Notes (François Beautier)
1) - « Dépôt des Isolés » : gîte militaire servant à accueillir les soldats en déplacement individuel temporaire pour rejoindre un lieu de permission, ou en revenir, ou changer d’affectation. Les conditions et règles de vie y sont les mêmes qu’en caserne.
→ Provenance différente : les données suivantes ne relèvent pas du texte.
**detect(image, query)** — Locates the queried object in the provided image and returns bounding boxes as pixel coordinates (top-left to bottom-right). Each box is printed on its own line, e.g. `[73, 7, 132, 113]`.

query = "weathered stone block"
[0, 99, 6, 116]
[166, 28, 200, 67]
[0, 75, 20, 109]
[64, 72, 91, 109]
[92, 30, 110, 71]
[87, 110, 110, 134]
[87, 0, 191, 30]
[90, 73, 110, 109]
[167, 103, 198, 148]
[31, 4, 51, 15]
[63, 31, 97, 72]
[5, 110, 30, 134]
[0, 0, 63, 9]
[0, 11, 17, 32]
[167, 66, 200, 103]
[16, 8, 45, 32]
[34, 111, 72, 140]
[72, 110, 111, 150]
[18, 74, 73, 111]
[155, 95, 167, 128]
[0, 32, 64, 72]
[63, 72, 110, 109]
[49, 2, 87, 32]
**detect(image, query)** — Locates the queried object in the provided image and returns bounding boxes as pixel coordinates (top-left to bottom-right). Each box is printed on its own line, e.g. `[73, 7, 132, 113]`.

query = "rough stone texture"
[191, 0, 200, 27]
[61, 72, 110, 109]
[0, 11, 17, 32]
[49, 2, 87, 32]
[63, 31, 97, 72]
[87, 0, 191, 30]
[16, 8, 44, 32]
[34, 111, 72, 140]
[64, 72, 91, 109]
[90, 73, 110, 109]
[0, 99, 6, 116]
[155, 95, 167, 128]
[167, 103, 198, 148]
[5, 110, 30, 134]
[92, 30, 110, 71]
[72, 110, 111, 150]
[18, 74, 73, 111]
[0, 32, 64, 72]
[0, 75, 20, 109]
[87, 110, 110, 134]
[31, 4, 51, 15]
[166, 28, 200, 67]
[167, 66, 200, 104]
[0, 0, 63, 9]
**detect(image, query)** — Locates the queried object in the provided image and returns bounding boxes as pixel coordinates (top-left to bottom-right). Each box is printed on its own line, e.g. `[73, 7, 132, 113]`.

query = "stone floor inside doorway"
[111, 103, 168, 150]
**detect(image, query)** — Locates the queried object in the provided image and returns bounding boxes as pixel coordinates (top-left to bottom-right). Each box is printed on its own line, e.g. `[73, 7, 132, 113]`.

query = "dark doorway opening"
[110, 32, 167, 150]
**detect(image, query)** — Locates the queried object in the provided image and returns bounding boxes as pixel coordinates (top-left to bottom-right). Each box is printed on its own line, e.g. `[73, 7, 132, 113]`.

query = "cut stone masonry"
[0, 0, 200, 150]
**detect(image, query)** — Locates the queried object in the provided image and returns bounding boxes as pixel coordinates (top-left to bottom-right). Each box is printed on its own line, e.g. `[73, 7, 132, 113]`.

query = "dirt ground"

2) - « descendait » : il ne s’agit aucunement d’altitude (Taza est à 500 m d’altitude, comme Oujda) mais d’une expression signifiant que l’on s’éloigne du front (vers lequel on « monte » pour le rejoindre).
3) - « Taourirt » : ville et poste militaire à mi-chemin entre Taza et Oujda.
4) - « se débiner » : s’exempter de corvée (voire de combat), « faire le mur » de la caserne...
5) - « périls de la traversée » : tempêtes de fin d’été et - surtout - torpillages par les sous-marins ennemis (la plupart allemands, quelques-uns austro-hongrois).
6) - « 3 années » :  Paul a été incorporé à sa demande dans la Légion le 23 août 1914. Après avoir fait ses classes à Bayonne, où Marthe et les enfants sont venus le rejoindre, il a quitté Bordeaux pour Lyon puis l'Algérie à la fin de l'année 1914.